Frid is a pretty bulletproof example of this; growing up in Sweden, he attended London’s prestigious Royal College of Music set in the opulence of West London, overlooking The Royal Albert Hall. But, not quite gelling with his stringent classical trombone studies there, he abruptly moved to Havana, Cuba to learn Afro-Cuban music.
“I was planning on being at The Royal College of Music for four years,” Frid says from his Stockholm studio, Frid and Frid, which he owns with his brother and co-composer, Pär.
“I was there as a classical trombone player and I had the most fun year – it was one of the most fun years of my life. I met tons of beautiful people and really talented musicians. But, for me, it was a bit too conservative. I've always had a really broad taste in music and I've always been curious about different genres. I never want to limit myself to only doing one thing.”
And so ensued a quite abrupt U-turn from his rigid trombone studies in affluent West London:
“I started dreaming of some alternative and I was really set on this romantic idea of going to Brazil and studying bossa nova and samba stuff.
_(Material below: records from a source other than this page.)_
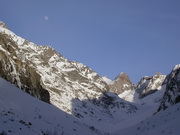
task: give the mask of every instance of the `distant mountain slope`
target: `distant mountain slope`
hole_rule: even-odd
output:
[[[121,119],[117,113],[130,115],[138,110],[111,93],[102,77],[89,67],[15,35],[2,22],[0,76],[88,125],[103,123],[105,117]]]
[[[14,84],[0,78],[0,134],[176,134],[179,71],[177,65],[137,85],[125,73],[111,81],[0,22],[0,77]],[[170,124],[163,124],[165,116]]]

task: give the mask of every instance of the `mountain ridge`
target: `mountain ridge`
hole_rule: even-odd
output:
[[[50,46],[15,35],[0,22],[0,77],[98,131],[94,134],[117,135],[118,126],[128,130],[178,104],[179,69],[176,65],[167,76],[143,77],[137,85],[126,73],[112,81]]]

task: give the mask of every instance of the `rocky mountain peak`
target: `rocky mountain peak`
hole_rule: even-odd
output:
[[[1,21],[0,21],[0,26],[3,27],[3,28],[8,29],[8,27],[5,25],[5,23],[3,23],[3,22],[1,22]]]
[[[154,76],[145,76],[136,86],[136,92],[139,93],[139,98],[143,98],[149,94],[161,89],[161,86],[166,78],[166,75],[156,73]]]
[[[114,93],[107,96],[109,86],[88,66],[64,58],[50,46],[29,42],[3,26],[0,26],[0,77],[78,118],[102,113],[113,116],[111,109],[126,112],[134,108]],[[111,98],[113,95],[116,100],[109,107],[110,100],[115,99]],[[91,114],[84,113],[82,108],[91,108]]]

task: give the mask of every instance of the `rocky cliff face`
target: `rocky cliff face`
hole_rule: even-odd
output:
[[[166,76],[161,73],[156,73],[154,76],[145,76],[136,86],[136,92],[139,93],[139,98],[143,98],[159,90]]]
[[[180,102],[180,65],[176,65],[166,78],[166,92],[158,111]]]
[[[91,109],[92,114],[99,110],[99,114],[110,116],[110,109],[122,109],[118,104],[122,104],[123,101],[118,100],[113,93],[109,96],[105,94],[109,91],[109,86],[92,69],[65,59],[49,46],[35,45],[15,35],[2,22],[0,76],[32,96],[76,117],[86,115],[80,111],[84,107],[84,102],[89,108],[94,106]],[[115,106],[108,104],[111,97],[115,99]],[[129,103],[124,105],[136,110]],[[126,107],[123,108],[126,111]]]
[[[126,90],[132,90],[133,84],[126,73],[121,73],[112,84],[109,84],[110,90],[116,94],[121,94]]]

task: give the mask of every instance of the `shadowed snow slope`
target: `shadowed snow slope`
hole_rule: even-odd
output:
[[[92,135],[72,115],[44,103],[0,78],[0,133],[8,135]]]

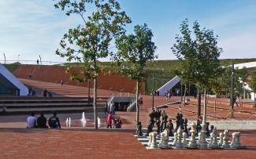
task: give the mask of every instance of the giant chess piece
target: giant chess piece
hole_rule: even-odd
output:
[[[153,132],[153,125],[152,122],[150,122],[150,125],[147,126],[146,136],[148,136],[150,132]]]
[[[138,136],[143,136],[143,131],[142,131],[143,126],[141,125],[141,122],[138,122],[138,128],[137,128],[137,133]]]
[[[182,139],[182,144],[184,146],[187,146],[187,141],[186,140],[187,139],[187,133],[186,132],[183,132],[182,134],[183,139]]]
[[[212,133],[213,133],[213,141],[211,143],[211,148],[213,148],[213,149],[219,148],[219,145],[217,142],[217,128],[216,128],[216,127],[213,128]]]
[[[235,132],[232,133],[232,141],[231,142],[230,146],[232,148],[239,148],[241,146],[241,143],[239,141],[240,132]]]
[[[176,149],[183,149],[184,148],[184,145],[181,142],[182,140],[182,132],[183,129],[181,128],[181,126],[179,127],[178,131],[177,131],[177,143],[176,143]]]
[[[148,143],[147,143],[147,146],[150,146],[151,145],[151,143],[152,143],[152,135],[151,135],[152,132],[150,132],[149,135],[148,135]]]
[[[236,132],[236,148],[240,148],[241,147],[240,132]]]
[[[198,144],[198,146],[200,146],[201,139],[202,139],[201,132],[198,132],[198,140],[197,142],[197,144]]]
[[[188,147],[191,149],[196,149],[198,147],[198,144],[195,140],[195,133],[196,133],[196,125],[195,123],[191,125],[191,130],[190,131],[191,133],[191,138],[189,140]]]
[[[178,141],[178,138],[177,138],[178,134],[177,134],[177,132],[174,132],[173,136],[174,136],[174,139],[173,139],[173,145],[175,146],[176,144],[177,143],[177,141]]]
[[[225,129],[224,131],[224,138],[223,138],[223,144],[222,144],[222,147],[223,148],[229,148],[230,145],[228,143],[228,130]]]
[[[222,132],[220,132],[220,141],[218,143],[219,146],[222,146],[222,144],[223,144],[223,137],[224,137],[224,134]]]
[[[158,133],[155,132],[153,132],[150,133],[150,135],[152,136],[152,141],[151,141],[150,149],[156,149],[156,148],[158,148],[158,143],[157,143]]]
[[[206,139],[206,122],[202,122],[202,129],[201,129],[201,139],[199,142],[199,148],[200,149],[207,149],[207,142]]]
[[[158,144],[159,148],[169,148],[170,146],[168,145],[169,142],[169,129],[165,128],[165,130],[161,133],[161,141]]]
[[[208,143],[208,147],[212,148],[212,143],[213,142],[213,132],[210,133],[210,142]]]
Then some friends of mine had just been to Cuba for a year in Havana.
They were really thrilled about it. I didn't know anything about Cuban music, but I wanted that adventure of just letting go of everything that was familiar and trying something new. That was probably the most fun year of my life. I learned so much there as well. Not just about music, but about life in general.”
Aside from his film composing output, these Latin American years still yield fruit for Frid: he is a longtime member of the Swedish salsa group Calle Real, considered as one of the best Latin groups in Europe. And that’s before mentioning Platina Jazz, a jazz group performing original arrangements of Japanese anime music.
In terms of getting a break in the big wide world of film and television, Frid and his brother started working on educational films for Swedish television.
“Then we got this TV series that was on primetime Swedish television. I often get that question: ‘how did you get to do it? Who should you talk to?’ And it's always about getting that foot in the door. Every time you do it, you do the best you can, and try to have good relations with the creators.”